By the time the rampage ended on June 1, Greenwood was reduced to smoldering ashes. More than 35 square blocks of the once prosperous business district, including more than 1,200 businesses, were destroyed. More than 10,000 Black people were without homes. (Remembering ‘Red Summer,’ when white mobs massacred Black people from Tulsa to D.C.)
According to witnesses and historians, city officials rounded up survivors into “concentration camps,” preventing many Black people from burying their loved ones. Survivors recounted seeing bodies of Black people dumped in the Arkansas River, piled onto trucks and trains, and buried in mass graves.
Although some historians believe more than 300 Black people were killed, there is no official count. Despite photographs and even postcards depicting white men standing over the bodies of Black people lying in the streets of Greenwood, no white person was ever charged.
In 1998, then-State Representative Don Ross urged the state to open an investigation into what happened during the massacre, which at that time was known as the “1921 Tulsa Race Riot.” The state created the Tulsa Race Riot Commission, which interviewed dozens of survivors.
The commission issued a report in 2001 recommending reparations for massacre survivors. The commission also recommended the city conduct a search for mass graves. But the then-mayor of Tulsa closed the investigation without a physical investigation into mass graves.
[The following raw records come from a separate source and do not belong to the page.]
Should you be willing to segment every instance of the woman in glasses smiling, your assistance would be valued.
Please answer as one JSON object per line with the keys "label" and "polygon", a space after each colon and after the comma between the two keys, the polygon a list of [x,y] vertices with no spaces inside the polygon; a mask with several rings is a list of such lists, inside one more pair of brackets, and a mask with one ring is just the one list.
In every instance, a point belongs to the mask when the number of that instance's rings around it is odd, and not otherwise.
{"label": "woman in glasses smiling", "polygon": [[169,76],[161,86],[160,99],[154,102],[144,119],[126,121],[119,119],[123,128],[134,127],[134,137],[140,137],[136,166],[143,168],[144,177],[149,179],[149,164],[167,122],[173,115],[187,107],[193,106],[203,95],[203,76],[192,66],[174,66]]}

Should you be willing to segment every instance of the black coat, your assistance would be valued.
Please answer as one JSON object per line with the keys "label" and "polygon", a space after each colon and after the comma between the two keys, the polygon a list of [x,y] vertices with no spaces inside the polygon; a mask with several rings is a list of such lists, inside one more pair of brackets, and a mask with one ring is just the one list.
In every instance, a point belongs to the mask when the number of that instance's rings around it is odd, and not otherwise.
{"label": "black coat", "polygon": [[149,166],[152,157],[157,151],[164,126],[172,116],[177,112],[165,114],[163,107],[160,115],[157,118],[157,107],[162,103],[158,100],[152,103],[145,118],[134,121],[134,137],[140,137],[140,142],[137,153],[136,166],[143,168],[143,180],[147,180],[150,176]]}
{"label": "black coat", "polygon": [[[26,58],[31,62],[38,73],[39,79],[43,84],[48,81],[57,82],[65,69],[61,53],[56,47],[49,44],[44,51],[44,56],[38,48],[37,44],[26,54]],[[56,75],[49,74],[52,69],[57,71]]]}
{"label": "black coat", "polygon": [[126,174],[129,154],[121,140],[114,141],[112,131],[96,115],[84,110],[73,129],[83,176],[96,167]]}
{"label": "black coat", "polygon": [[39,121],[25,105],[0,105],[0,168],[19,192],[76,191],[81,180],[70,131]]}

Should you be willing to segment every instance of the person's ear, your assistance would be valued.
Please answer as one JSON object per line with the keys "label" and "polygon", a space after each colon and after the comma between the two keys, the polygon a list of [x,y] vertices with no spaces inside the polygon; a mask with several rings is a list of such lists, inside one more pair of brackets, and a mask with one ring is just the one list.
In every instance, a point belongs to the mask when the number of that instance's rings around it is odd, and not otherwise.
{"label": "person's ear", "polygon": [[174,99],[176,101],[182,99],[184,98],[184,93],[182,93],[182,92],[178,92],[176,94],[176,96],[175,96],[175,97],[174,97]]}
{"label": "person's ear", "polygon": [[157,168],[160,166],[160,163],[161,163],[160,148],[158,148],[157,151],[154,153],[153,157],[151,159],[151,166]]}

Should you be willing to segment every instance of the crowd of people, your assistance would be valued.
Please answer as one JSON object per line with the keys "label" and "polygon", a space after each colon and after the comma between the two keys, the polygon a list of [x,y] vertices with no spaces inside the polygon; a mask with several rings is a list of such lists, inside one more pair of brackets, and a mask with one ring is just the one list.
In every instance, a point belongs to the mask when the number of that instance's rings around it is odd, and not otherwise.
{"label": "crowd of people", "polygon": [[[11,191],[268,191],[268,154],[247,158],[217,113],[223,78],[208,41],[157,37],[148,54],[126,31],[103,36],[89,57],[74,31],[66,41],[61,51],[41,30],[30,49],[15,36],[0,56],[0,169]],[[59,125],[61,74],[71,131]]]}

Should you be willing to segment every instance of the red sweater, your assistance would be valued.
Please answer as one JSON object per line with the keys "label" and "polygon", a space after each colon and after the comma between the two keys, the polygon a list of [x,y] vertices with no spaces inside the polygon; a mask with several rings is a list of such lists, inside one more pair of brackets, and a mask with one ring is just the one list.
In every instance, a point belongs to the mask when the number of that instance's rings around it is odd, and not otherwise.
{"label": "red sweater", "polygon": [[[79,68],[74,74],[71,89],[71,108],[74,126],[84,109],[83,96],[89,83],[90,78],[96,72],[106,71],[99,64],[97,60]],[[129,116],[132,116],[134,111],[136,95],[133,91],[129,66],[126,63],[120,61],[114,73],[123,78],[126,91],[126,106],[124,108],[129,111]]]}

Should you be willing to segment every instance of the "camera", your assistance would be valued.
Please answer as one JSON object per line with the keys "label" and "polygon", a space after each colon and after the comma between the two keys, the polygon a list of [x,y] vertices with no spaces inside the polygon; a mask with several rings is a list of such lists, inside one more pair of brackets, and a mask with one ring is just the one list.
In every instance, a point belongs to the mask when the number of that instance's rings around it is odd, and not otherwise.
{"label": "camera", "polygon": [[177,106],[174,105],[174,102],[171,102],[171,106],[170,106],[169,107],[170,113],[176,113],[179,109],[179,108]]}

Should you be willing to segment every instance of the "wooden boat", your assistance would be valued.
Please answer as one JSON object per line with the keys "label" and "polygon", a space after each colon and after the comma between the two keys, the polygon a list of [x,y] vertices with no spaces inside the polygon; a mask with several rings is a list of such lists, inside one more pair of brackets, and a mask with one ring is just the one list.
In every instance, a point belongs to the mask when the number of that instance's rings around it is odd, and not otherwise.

In 2018 Tulsa’s current mayor, G.T. Bynum, announced he would reopen the investigation. In October 2019 the city began using ground-penetrating radar to search for mass graves at sites throughout Tulsa. Last December a team of scientists announced it had found anomalies at Oaklawn Cemetery consistent with mass graves. In July they began digging for mass graves but found no human remains. In October the city expanded the excavation.
Bynum called last week’s discovery of unmarked graves a pivotal moment in the city’s history.
“I am thankful we are this far in this investigation, that we have found a mass grave,” Bynum said. “Now the question is who is in it and how did they get there?” (Here's how the death of George Floyd connects to this brutal American history.)
Phoebe R. Stubblefield, a forensic scientist from the University of Florida who is working on the city’s physical investigation committee, told reporters in Tulsa that the next phase of the investigation would require permission from a judge to exhume human remains.
“We are working with colleagues in the medical examiner’s offices,” Stubblefield said. “We have to start an exhumation order, which requires a judge’s decision. We want to appeal to a judge that we have grounds to disturb these unmarked individuals. It is an atypical circumstance to have a mass grave of this time.”
Stubblefield explained they are not trying to solve a legal question “with currently living suspects.” Instead, they are investigating a nearly 100-year-old crime. “These are homicides that have to be investigated,” Stubblefield said. “How to pursue an investigation when there is no one to charge is a novel circumstance.”
Before unidentified individuals can be exhumed, a judge needs to take the place of their next of kin, Stubblefield explains. “We don’t know their next of kin. Remember, we are disturbing them, but for a good cause.”